Deze organisatie bestond uit plaatselijke afdelingen die hun gebied weer opdeelden in vakken, wijken en blokken en mensen opleidden in verschillende disciplines. Welke dat waren kon per gemeente verschillen, maar er waren blokploegen voor het opruimen van schade en bergen van slachtoffers, EHBO, Politie, Ordedienst, Evacuatiedienst, Verbindingsdienst, Ordonnansen dienst etc.
Ook was er een Chemische dienst en waren er gasverkenners.
Na de Eerste Wereldoorlog was de angst groot dat er behalve explosieven ook gas gebruikt zou worden in bommen. Tijdens de bezetting werden de leden van de LBD vooral ingezet om de verduistering te controleren. Vanwege overvliegende vliegtuigen mocht er geen licht uitstralen uit huizen en andere gebouwen. Hierdoor kregen zij een vrijstelling van de avondklok.
Dit maakte het erg aantrekkelijk voor verzetsmensen om lid te worden van de LBD. Ze konden dan ook tijdens de avondklok over straat om b.v. illegale kranten in de brievenbussen te doen.
Anderen die tijdens de bezetting uit de LBD wilden stappen omdat zij niet onder Duits gezag wilden werken werden doodleuk aangewezen om aan te blijven als hun deskundigheid volgens de bezetter niet gemist kon worden. Onder andere tijdens het bombardement op de Wippolder werd de LBD ingezet voor het opruimen van de schade en bergen van slachtoffers.

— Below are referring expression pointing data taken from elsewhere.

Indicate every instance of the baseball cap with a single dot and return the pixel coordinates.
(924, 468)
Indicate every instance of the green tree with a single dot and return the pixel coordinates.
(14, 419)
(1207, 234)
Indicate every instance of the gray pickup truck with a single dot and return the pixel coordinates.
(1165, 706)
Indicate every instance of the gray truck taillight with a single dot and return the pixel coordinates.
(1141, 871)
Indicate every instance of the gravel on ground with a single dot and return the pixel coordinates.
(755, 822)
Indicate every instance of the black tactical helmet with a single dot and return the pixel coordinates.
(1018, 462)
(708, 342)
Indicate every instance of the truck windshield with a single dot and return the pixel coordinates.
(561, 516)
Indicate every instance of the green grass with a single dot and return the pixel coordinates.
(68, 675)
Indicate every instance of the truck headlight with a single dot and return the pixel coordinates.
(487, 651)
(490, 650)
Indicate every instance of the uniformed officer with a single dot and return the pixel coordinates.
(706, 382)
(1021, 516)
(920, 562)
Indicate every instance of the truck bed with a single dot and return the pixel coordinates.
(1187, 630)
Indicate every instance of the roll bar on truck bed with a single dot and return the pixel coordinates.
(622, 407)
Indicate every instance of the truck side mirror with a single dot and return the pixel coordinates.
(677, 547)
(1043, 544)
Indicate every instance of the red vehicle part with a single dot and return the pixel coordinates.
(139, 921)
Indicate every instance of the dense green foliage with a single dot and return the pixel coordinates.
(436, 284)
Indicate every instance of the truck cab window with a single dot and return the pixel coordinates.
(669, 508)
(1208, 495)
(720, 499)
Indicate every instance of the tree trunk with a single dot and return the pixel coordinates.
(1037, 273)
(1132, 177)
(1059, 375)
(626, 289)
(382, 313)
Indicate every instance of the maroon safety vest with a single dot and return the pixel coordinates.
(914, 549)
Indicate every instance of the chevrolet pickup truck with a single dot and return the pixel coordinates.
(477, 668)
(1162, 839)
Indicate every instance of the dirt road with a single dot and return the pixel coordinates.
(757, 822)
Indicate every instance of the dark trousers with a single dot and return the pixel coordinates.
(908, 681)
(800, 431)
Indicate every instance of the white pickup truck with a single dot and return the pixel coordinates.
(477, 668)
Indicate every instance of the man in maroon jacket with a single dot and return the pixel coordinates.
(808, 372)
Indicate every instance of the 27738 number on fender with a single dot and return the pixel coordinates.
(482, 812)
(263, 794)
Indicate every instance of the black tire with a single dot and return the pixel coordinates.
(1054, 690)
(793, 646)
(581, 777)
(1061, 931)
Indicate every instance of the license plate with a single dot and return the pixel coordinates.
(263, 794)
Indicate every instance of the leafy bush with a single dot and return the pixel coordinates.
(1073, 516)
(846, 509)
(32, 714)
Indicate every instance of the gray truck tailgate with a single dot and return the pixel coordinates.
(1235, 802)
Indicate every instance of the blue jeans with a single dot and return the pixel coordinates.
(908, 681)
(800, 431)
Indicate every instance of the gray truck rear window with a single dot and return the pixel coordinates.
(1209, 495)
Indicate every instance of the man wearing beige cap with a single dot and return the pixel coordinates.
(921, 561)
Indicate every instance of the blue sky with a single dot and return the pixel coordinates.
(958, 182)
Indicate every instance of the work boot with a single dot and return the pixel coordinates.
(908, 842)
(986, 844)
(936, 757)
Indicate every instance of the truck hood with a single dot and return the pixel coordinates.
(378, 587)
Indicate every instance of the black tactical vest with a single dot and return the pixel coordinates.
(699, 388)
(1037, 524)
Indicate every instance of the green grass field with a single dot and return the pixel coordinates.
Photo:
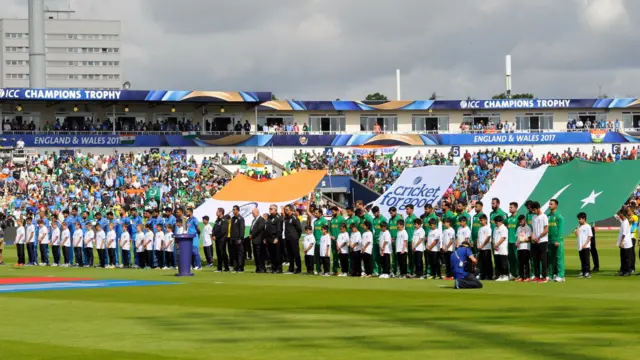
(256, 316)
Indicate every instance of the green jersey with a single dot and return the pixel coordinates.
(376, 227)
(425, 222)
(512, 226)
(475, 226)
(352, 220)
(493, 215)
(335, 226)
(393, 225)
(317, 228)
(410, 226)
(457, 224)
(556, 226)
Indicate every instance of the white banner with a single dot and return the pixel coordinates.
(384, 151)
(418, 186)
(210, 207)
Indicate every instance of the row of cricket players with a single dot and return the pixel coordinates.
(152, 249)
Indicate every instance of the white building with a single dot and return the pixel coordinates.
(79, 53)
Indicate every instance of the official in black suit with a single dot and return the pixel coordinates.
(220, 230)
(236, 234)
(256, 235)
(292, 232)
(273, 231)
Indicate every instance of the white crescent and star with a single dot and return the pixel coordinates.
(591, 199)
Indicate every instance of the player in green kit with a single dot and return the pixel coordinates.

Naast de LBD werd er in een paar gemeenten ook een Luchtafweerdienst opgericht.
Daar de Nederlandse defensie in de jaren 30 enorm verwaarloost was en nauwelijks over moderne zware wapens beschikte, kwamen er initiatieven vanuit het bedrijfsleven om stukken luchtafweergeschut aan te kopen.
De bedoeling was dat deze in de buurt van de bedrijven werden geplaatst om deze te beschermen (wat men niet wist is dat het Ministerie de bevoegdheid had om deze in oorlogsomstandigheden te vorderen en te verplaatsen).

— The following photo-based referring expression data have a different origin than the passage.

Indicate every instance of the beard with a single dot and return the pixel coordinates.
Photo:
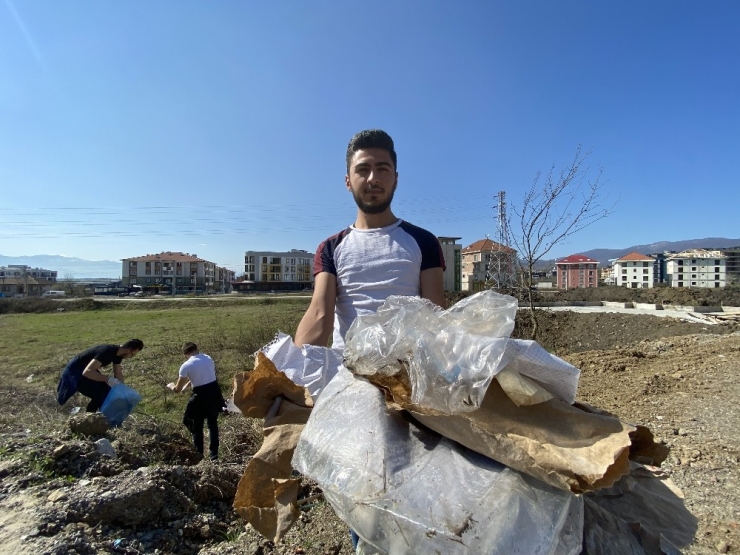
(375, 207)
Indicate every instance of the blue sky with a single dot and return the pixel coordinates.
(129, 128)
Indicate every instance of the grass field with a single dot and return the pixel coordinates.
(40, 345)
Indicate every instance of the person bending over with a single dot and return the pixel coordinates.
(206, 400)
(83, 374)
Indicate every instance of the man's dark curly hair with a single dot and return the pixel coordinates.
(371, 138)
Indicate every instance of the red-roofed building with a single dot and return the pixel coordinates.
(476, 259)
(175, 273)
(577, 270)
(634, 270)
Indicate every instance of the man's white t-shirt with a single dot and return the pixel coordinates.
(372, 264)
(199, 369)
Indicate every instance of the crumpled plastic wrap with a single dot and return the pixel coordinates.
(310, 366)
(406, 490)
(451, 355)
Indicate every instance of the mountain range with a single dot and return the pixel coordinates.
(68, 267)
(77, 268)
(711, 243)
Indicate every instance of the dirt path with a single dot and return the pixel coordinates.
(685, 389)
(18, 523)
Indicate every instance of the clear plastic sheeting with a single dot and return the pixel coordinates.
(311, 367)
(406, 490)
(450, 355)
(555, 375)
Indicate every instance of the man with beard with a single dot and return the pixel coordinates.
(378, 256)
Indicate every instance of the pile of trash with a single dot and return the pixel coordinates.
(435, 432)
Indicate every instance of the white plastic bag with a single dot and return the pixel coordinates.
(450, 355)
(406, 490)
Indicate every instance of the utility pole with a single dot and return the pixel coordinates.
(501, 268)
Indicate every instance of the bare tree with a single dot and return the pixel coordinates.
(554, 207)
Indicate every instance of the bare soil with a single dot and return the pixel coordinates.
(677, 378)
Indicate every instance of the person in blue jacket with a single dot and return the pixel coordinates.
(83, 374)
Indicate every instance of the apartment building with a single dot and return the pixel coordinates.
(452, 251)
(732, 265)
(634, 270)
(696, 268)
(606, 274)
(277, 271)
(577, 270)
(175, 273)
(19, 280)
(478, 256)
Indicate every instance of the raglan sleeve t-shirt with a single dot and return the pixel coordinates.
(372, 264)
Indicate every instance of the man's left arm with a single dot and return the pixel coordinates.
(118, 372)
(432, 286)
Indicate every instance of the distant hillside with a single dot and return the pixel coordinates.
(604, 255)
(66, 266)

Ook in Delft sloegen een aantal grote bedrijven de handen ineen. Met toestemming van de gemeente en medewerking van het Ministerie van oorlog werden een aantal stukken 2 cm geschut tegen luchtdoelen aangekocht bij de Zwitserse firma Oerlikon. Commandant werd de directeur van de Lijm en Gelatinefabriek de reserve kapitein Hage. De bemanning bestond uit vrijwilligers die werden betrokken uit het personeelsbestand van de bedrijven (ook bedrijven die financieel niet hadden kunnen bijgedragen, bleken vaak bereid mensen beschikbaar te stellen). Het leger zorgde voor uniformen, uitrusting, vuurwapens en opleiding van de vrijwilligers. Daar zij burgers waren en dus in oorlogstijd als “franc-tireur” beschouwd konden worden, werden zij opgenomen in de Bijzondere Vrijwillige Landstorm, zodat zij een militaire status kregen.
De stukken werden verspreid over de stad opgesteld. De eerste batterij kwam te staan op het leegstaande gebouw Vetharding op het Calvé/ Gistfabriek complex. De tweede kwam in een weiland aan de Rotterdamseweg bij de Hammenboerderij (tegenover de Lijm en Gelatinefabriek), de derde batterij kwam in een weiland bij het toenmalige buitenzwembad (waar nu de bomenwijk is) en de laatste in een weiland ongeveer bij de kruising Abtwoudseweg/ Zuideinde. Tijdens de meidagen van 1940 zou vooral de batterij Vetharding zeer succesvol zijn.